Post-Graduate Year One
Training during the first year initially focuses on enhancement of primary medical skills, with rotations in internal medicine or pediatrics. Residents spend four months in primary care. A two month neurology rotation is spent at the Veterans' Administration Hospital. The neurology service offers inpatient, outpatient and consultation-liaison experience during this time. Residents receive their first exposure to inpatient psychiatric treatment during 6 months of rotations, which are spent at the VA Medical Center and at the state psychiatric hospital, the Memphis Mental Health Institute. Trainees assume primary responsibility for their patients under the close supervision of staff psychiatrists.
This phase of residency emphasizes the development of skills in psychiatric interviewing, differential diagnosis and the formulation of a comprehensive treatment plan that includes pharmacologic, psychological and social components. Residents are also assigned an individual supervisor who serves as a resource for the resident during the entire first year of training. In the second, third, and fourth years of their training, residents are assigned two faculty members each year per year for individual outpatient supervision.
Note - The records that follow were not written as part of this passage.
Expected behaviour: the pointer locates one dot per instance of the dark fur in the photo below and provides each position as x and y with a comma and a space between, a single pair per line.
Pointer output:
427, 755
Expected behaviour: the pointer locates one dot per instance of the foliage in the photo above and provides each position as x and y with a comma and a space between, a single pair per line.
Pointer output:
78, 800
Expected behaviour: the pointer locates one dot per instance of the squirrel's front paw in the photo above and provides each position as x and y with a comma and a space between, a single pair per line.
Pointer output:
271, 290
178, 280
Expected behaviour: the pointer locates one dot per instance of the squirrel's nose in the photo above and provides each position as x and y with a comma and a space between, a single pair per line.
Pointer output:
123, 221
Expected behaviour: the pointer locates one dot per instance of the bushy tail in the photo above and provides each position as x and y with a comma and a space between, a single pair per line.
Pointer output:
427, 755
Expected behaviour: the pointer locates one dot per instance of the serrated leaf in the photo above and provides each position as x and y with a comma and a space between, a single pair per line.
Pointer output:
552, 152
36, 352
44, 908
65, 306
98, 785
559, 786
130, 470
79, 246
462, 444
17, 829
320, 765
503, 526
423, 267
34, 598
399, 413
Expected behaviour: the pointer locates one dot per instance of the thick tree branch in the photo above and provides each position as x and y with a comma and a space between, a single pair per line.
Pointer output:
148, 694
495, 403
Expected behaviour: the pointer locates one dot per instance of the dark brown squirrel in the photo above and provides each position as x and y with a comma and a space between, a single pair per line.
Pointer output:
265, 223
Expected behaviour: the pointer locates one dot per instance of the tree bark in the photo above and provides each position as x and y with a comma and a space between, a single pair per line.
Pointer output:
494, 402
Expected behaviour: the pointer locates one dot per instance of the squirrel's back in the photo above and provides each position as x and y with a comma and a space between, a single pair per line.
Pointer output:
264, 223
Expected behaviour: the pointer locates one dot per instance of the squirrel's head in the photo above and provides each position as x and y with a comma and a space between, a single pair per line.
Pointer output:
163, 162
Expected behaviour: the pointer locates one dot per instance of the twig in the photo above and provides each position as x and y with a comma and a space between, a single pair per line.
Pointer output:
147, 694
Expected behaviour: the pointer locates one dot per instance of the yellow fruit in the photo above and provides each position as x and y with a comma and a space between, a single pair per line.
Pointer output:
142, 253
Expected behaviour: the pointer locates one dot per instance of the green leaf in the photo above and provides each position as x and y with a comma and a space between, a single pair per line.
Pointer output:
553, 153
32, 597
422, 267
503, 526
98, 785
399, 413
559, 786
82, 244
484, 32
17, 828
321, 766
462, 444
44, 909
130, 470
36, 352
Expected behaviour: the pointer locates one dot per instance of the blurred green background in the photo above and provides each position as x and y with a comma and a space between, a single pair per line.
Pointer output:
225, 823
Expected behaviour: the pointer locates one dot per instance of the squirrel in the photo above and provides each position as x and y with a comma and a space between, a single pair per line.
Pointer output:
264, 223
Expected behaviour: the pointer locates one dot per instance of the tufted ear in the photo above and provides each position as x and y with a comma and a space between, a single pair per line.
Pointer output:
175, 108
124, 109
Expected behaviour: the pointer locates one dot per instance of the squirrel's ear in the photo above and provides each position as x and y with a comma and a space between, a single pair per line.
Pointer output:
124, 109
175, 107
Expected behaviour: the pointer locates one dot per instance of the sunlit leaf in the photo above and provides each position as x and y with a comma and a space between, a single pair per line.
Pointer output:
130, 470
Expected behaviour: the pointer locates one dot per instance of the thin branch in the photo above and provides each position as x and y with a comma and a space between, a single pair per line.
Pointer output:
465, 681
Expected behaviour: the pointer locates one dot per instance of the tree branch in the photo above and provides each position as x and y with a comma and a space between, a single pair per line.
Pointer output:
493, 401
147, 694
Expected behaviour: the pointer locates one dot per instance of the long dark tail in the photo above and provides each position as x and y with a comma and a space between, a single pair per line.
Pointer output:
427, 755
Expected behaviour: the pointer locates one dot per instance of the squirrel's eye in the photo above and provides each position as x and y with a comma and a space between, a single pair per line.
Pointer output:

Trainees assume primary responsibility for their patients under the close supervision of staff psychiatrists. All residents are assigned a faculty member for individual supervision throughout the PGY-1 year. Residents are assigned two faculty supervisors throughout the PGY-2 through the PGY-4 years. This phase of residency emphasizes the development of skills in psychiatric interviewing, differential diagnosis and the formulation of a comprehensive treatment plan that includes pharmacologic, psychological and social components.
Courses and Seminars
Orientation and Psychiatric Emergencies (2 months)
The course is an introduction to the residency program and instruction in crisis intervention, suicidology, the violent patient, families in crisis, emergency interviewing, legal issues, psychiatric manifestations of medical illness and treatment planning.
Interviewing and Mental Status (2 months)
Patient attitudes toward psychiatry, the "expert-patient" relationship and verbal and non-verbal communication are discussed. Methodology, direct observation, role-playing, and videotapes of interviews conducted by faculty and residents are utilized to introduce techniques and principles of the psychiatric interview.
Introduction to Psychopharmacology and Psychobiology (4 months)
This seminar focuses on the classification, therapeutic uses and side effects of psychotropic agents as well as important drug-drug interactions.
Managed Care and Medical Economics (1 month)
The course is designed to help residents understand the impact of economic issues on the provision of psychiatric services. It covers the following topics: history and evolution of the insurance industry, model structures, Medicaid in Tennessee, Medicare, disparities in mental health coverage and carve-outs, and managed care practice.
Diagnosis and Treatment of Psychiatric Disorders (4 months)
Designed to acquaint the resident with an overview of diagnosis of psychiatric disorders and treatment planning, the course complements the resident's clinical experience and reviews current research relating to various diagnostic and treatment issues, as well as the rationale for ongoing revision of the Diagnostic and Statistical Manual.
Forensic Psychiatry and Ethics (2 months)
Basic issues of civil and criminal forensic psychiatry are presented, including child custody, competency, the insanity defense, and the legal regulation of psychiatric practice. Case histories are used in discussions of issues such as confidentiality and the right to refuse treatment.